Vorrei solo chiarire alcuni aspetti che mi riguardano personalmente e, in particolare, condividere con te alcuni passaggi che hanno portato all’approvazione del progetto della presente opera incompiuta.
Durante il periodo di elaborazione progettuale, il disegno preliminare è stato sottoposto all’attenzione del responsabile dell’ufficio tecnico edilizia privata del Comune di Cefalù, il compianto arch. Mario Scavuzzo, le cui qualità professionali ed etiche non sono mai state messe in discussione da nessuno. Per tale ragione la sala conferenze del nostro ordine degli architetti di Palermo, nel 2008, è stata intitolata a Mario Scavuzzo.
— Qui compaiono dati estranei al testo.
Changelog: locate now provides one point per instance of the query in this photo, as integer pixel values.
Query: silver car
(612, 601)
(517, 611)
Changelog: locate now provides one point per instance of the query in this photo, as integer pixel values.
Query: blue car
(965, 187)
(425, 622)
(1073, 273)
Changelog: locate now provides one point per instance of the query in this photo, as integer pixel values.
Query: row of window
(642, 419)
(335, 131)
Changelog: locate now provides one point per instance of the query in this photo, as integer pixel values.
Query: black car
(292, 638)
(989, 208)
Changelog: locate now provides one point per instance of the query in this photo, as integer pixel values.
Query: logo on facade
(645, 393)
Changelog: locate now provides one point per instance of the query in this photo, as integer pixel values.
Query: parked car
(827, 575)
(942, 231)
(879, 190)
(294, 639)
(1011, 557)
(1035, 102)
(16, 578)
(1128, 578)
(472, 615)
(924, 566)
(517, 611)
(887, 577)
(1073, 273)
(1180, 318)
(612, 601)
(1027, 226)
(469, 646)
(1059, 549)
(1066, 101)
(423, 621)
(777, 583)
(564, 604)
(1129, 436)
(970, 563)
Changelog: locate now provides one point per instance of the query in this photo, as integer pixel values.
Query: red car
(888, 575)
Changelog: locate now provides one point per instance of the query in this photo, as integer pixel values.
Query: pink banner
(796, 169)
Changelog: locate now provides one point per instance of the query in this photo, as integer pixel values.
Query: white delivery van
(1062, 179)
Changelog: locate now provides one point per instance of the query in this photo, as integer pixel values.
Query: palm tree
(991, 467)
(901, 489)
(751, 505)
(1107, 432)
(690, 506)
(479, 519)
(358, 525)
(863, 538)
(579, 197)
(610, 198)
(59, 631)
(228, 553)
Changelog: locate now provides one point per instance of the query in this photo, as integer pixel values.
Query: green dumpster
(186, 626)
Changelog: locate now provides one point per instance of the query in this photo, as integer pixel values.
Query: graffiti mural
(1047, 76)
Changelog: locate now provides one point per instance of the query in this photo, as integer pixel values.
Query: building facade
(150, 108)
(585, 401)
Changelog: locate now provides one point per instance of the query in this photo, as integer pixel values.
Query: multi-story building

Detto ciò, per dovere di cronaca, gli incontri con l’arch. Scavuzzo sono stati molteplici, dal momento che lui stesso, vista la problematicità dell’area, ha chiesto consulenze informali ad alcuni dirigenti dell’Assessorato del Territorio ed Ambiente della Regione Sicilia. Sì, l’arch. Mario Scavuzzo, nonostante la sua pluriennale esperienza professionale, ha avuto l’umiltà di confrontarsi con i colleghi dell’assessorato, per non sbagliare strada, per interpretare bene le norme, per non lasciare niente al caso. Il progetto è stato elaborato seguendo la legge, nessuno di noi ha mai messo in secondo piano gli interessi della comunità. Poi, per una questione di cambio di responsabile dell’ufficio tecnico, la concessione edilizia è stata firmata dall’Arch. Giovanni La Barbera.
Ho voluto sottolineare questi passaggi, poiché in questi ultimi anni, si è insinuata nell’aria un’idea malsana di irregolarità dell’opera, che ha messo in dubbio anche la serietà e l’onorabilità dei progettisti, e che ha prodotto anche delle ripercussioni negative nella mia attività professionale.
Mi auguro sempre che questa opera possa essere completata al più presto, per ridare dignità alla città di Cefalù e a tutti coloro che, in questa vicenda, hanno subito ingenti danni.